マヤ・アデレス:それを踏まえてですが、あなたは、グローバリゼーションを単一のプロセスとして捉えることに反対しています。また、グローバリゼーションは、国家の力を弱めていないとも主張しています。なぜ、国家はこれほどまでに存在感を増してきたのでしょう? また、国家の機能は、時代とともにどのように変化したのきたのでしょう?

マイケル・マン:国家が復権している理由ですが、複合的な要因が組み合わさっています。そのうちの1つは、無秩序よりも、秩序を求める人間の欲求です。秩序こそ、国家が行使できるものであり、国家の大きな魅力の一つとなっています。国家はまた、再分配を行うこともできます。公衆衛生や教育など、全生涯を通しての福祉を可能としています。なので、国家の衰退すはありえないでしょう。むろん、EUは少し例外です。しかしEUは、まだ発展途上にあるように思えます。現在、人々は、自身が国家的なアイデンティティを持っていると想定しているわけですが、そのアイデンティティを包括とするのに何を必要としているのかについては、様々な説が唱えられています。

気候変動は、こうした国家的アイデンティについての考え方を変える可能性があると思います。人の生存において、国家間での大規模な協力が不可欠となっているからです。むろん、それでも国家は重要なファクターであり続けるでしょう。これは、世界的なパンデミックでも観察されました。国家が重要視されたことで、ワクチンの供給不足等を引き起こし、世界中に多くの地域に損害を与えました。しかし、パンデミックへの対応は、国益に基づいて実現したことも事実です。気候変動を解決するには、国家間での相当の調整を必要としています。国家に、そうした調整を行う能力があるかは未知数です。それでも、実現が可能となれば、個々の国家の自立性がかなり弱くなったら世界を見ることができるかもしれません。

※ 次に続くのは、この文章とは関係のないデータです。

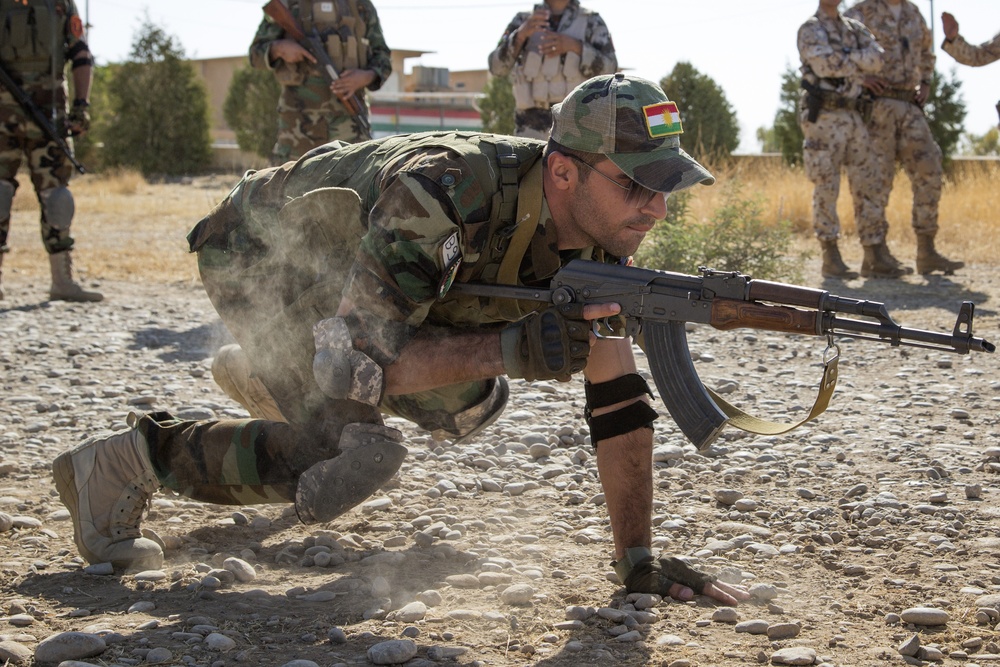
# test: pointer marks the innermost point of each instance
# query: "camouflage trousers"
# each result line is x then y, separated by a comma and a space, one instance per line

マヤ・アデレス:1980年代から1990年代にかけて行われた、いわゆる新自由主義への移行についてです。多くの人は、これを市場による国家の支配であり、場合によっては市場は国家に取って変わった事例だと見なしています。あなたは、これについてどう考えていますか?

マイケル・マン:国家は、新自由主義的な経済政策を後押しする主体であり続けてきました。例えば、金融市場の規制緩和を行ったのは国家です。なので、新自由主義を、純粋に外的な影響力の産物と考えるのは理にかなっていないと思いますね。多くの国家において政治当局者らは、さらなる経済成長として、支出削減と自由化が必要だと判断したわけです。これは、グローバリゼーションによる外圧の産物でしょうか? 私には、そうは思えません。政治当局者らがこうした政策を実施したのは、各国における権力者たちの自己利益に基づいていたためだと思います。私の親友、レスリー・スクレアは、「グローバルな資産家階級が存在している」と主張しています。ダボス会議のようなものを考えると、レスリーの主張にも幾分の真実はあるでしょう。ただ、最終的には利害関係は国家内での現象に留まっていると思いますね。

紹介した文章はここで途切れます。